Source: Shutterstock/Wang LiQiang
For two individuals to fall in love, they must communicate. “Love begins in the eyes and ears. We fall in love through communication,” says neuroscientist Sarah Woolley of Columbia University’s Zuckerman Institute.
Woolley doesn’t actually study love among humans, but she studies a distant relative: the song of the zebra finch. These Australian finches make a good model for investigating what goes on in the brain during vocal learning. Just as humans have to learn speech early, songbirds must learn their song when they’re young. The subsequent romantic lives of the finches are interesting, too. As with almost every other species of songbird, only males sing. That song is produced by a specialized section of the brain that females don’t have. Both sexes, however, have specialized auditory systems, the better to hear the fine details of the song: the male so he can produce and perfect it, the female so she can judge it.
The particulars of the song have something to tell us about the role of communication in love. I asked Woolley to walk me through what has to happen for two of her finches to end up together.
Source: John Abbott, Columbia University Zuckerman Institute
Step One: Learn Your Song
The young male songbird needs a tutor, usually his father. “He memorizes the tutor’s song and so do his brothers, but then he improvises and changes the song,” Woolley says. “He does not produce an exact copy of his father’s song. In that way, brothers differentiate from each other and they differentiate from their father. Each male has own unique song by which the whole group identifies him. Then they sing the same song for the rest of their lives.”
This is no small feat. “They have an incredibly well-developed vocal organ, the syrinx. You’ve got to have an amazing brain to drive it,” says Woolley. “They can produce two totally different sounds at the same times from two sides of the syrinx. That’s why their songs are so amazing.”
There’s a deadline, however. “They become sexually mature at 90 days and something in the brain closes down the ability to learn song. It’s just this window in time in which they can learn. We call it a critical developmental period,” says Woolley. A male raised without a tutor will never sing well. “He develops what we call isolate song, a song that is highly impoverished. No female will have anything to do with him. She knows something went wrong in his upbringing.”
Step Two: Sing Your Heart Out
“Song is a courtship behavior,” says Woolley. “The two major functions of song in songbirds generally are attracting females and defending their territories or resources.” But zebra finches are highly social and live in colonies together, so they don’t need to defend territory. That leaves more time for courting females with song, says Woolley. “And he also does a little dance.”
Step Three: Listen for Complexity.
Females listen for variation in male songs. Some zebra finches have just four syllables in their songs, others as many as seven. “The female likes the song with seven syllables. She likes a complex song,” says Woolley. “We hypothesize it’s because males of higher quality sing more complex songs. It’s a sign of how well his brain functions. A bird with seven syllables produces a more complex song because he produces seven acoustically distinct sounds. The bird with four syllables is only producing four distinct sounds.” This is true in other songbirds with larger repertoires. Male song sparrows, for instance, have anywhere from eight to 16 song types in their repertoires. Bigger repertoires always get the girl.
Step Four: Choose Well.
Males will court just about anybody. Females are the choosy sex.
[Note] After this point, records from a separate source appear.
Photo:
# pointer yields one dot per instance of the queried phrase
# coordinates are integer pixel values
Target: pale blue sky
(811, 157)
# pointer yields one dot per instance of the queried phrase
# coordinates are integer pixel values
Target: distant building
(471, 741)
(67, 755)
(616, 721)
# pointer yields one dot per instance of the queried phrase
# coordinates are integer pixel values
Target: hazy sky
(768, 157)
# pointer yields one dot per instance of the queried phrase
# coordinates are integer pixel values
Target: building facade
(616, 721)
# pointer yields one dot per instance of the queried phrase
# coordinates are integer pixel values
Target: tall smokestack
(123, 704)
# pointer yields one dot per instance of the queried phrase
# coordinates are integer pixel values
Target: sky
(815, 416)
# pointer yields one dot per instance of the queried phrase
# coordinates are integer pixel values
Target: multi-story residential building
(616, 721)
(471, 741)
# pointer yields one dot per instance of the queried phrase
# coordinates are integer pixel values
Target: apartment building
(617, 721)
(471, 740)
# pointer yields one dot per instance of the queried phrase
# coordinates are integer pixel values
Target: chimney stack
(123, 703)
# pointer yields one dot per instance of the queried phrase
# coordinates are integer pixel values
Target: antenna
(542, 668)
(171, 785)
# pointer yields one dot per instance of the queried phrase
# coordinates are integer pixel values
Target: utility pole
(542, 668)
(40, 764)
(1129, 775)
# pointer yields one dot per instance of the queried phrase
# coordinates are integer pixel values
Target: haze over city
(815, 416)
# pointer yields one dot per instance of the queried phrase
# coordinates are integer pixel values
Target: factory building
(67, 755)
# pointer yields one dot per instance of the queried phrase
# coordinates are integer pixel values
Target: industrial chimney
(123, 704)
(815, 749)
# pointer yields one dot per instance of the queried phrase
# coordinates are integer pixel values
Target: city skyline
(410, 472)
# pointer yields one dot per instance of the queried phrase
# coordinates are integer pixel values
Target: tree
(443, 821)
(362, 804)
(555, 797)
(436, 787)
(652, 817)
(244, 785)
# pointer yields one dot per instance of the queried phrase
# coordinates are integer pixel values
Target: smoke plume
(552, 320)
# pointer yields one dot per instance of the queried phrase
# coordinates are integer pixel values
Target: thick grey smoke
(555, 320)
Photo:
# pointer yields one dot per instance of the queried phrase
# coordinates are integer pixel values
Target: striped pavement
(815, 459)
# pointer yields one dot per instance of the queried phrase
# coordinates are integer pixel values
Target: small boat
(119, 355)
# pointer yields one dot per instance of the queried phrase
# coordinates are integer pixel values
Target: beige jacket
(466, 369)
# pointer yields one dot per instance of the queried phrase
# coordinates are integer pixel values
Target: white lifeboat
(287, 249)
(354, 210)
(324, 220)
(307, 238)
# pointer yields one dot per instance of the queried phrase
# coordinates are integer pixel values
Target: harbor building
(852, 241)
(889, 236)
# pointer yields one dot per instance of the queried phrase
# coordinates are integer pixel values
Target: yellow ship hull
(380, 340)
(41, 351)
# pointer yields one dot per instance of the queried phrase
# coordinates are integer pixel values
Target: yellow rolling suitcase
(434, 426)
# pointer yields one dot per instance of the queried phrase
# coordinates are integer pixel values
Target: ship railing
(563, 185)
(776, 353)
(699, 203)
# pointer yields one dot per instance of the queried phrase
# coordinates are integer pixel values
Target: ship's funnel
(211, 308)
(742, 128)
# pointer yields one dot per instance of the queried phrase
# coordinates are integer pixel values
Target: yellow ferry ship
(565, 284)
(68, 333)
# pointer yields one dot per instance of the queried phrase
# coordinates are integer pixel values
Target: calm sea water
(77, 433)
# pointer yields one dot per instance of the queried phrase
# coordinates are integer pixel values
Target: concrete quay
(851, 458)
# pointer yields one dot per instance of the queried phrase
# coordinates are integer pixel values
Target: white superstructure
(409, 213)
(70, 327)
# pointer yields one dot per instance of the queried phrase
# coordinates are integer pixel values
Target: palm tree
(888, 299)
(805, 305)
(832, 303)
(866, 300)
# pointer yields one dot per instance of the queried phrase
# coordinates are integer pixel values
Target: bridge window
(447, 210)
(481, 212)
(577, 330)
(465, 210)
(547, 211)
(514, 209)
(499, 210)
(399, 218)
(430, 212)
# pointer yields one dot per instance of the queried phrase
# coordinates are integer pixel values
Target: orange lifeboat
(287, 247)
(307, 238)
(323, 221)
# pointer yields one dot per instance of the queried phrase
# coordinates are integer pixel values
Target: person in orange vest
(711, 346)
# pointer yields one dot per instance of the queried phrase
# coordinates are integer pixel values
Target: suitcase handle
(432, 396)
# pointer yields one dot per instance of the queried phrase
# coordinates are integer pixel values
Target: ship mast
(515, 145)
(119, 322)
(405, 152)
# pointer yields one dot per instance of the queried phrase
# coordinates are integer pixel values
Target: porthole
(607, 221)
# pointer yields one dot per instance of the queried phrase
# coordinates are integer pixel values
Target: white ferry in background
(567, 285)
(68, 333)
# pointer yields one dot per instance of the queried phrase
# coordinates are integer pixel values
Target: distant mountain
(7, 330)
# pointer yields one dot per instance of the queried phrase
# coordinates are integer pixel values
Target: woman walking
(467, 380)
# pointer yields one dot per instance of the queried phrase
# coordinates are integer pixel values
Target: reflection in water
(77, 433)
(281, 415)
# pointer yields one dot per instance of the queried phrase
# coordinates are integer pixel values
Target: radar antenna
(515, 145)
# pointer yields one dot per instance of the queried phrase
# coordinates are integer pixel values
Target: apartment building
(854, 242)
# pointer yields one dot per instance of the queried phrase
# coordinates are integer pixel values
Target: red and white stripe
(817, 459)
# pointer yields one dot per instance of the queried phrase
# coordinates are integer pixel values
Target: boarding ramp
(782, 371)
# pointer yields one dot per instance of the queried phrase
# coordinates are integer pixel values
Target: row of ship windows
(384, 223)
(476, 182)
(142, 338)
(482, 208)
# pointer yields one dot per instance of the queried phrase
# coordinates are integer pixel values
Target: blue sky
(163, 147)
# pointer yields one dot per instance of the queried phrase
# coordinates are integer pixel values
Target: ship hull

They analyze the quality of the male’s song and there’s a lot at stake. “Like humans, but unlike most other animals, both songbird parents raise the babies, both parents build the nest, incubate the eggs, feed the babies, teach the babies,” says Woolley. And most songbirds mate for life, which is usually seven or eight years. In the songbird world, they say divorce happens only by death.
The female is looking for a good partner, but also for a good tutor for any sons she might have. “The female is driven by natural selection to have her offspring be very successful in finding a mate and reproduce,” Woolley says. “She chooses a male who’s going to teach her offspring the seven-syllable song. Song-learning accuracy is correlated with other cognitive skills in these birds. Because the male sticks around and shares the responsibility of raising the family 50-50, she’s choosing a male not just for genes but for his ability to find resources, to build the nest, to protect the nest.”
Step Five: Keep Singing, and Live Happily Ever After
For humans and songbirds, love doesn’t just begin in the eyes and the ears (and the olfactory system, or smell, for humans), it stays there. Communication continues to matter. “Pair bonding, that’s what we call it in the songbirds and you could call it that in humans, occurs through communication and bond maintenance occurs through communication,” says Woolley. “What carries the communication into your brain are your senses and the parts of your brain processing that information are the sensory areas. By our life history, our genetic disposition, our early experience, our brains are tuned for communication signals that we will use to communicate with others. It’s critical.”
Woolley laughs. “I can show that scientifically in the birds. I can’t show it in people.”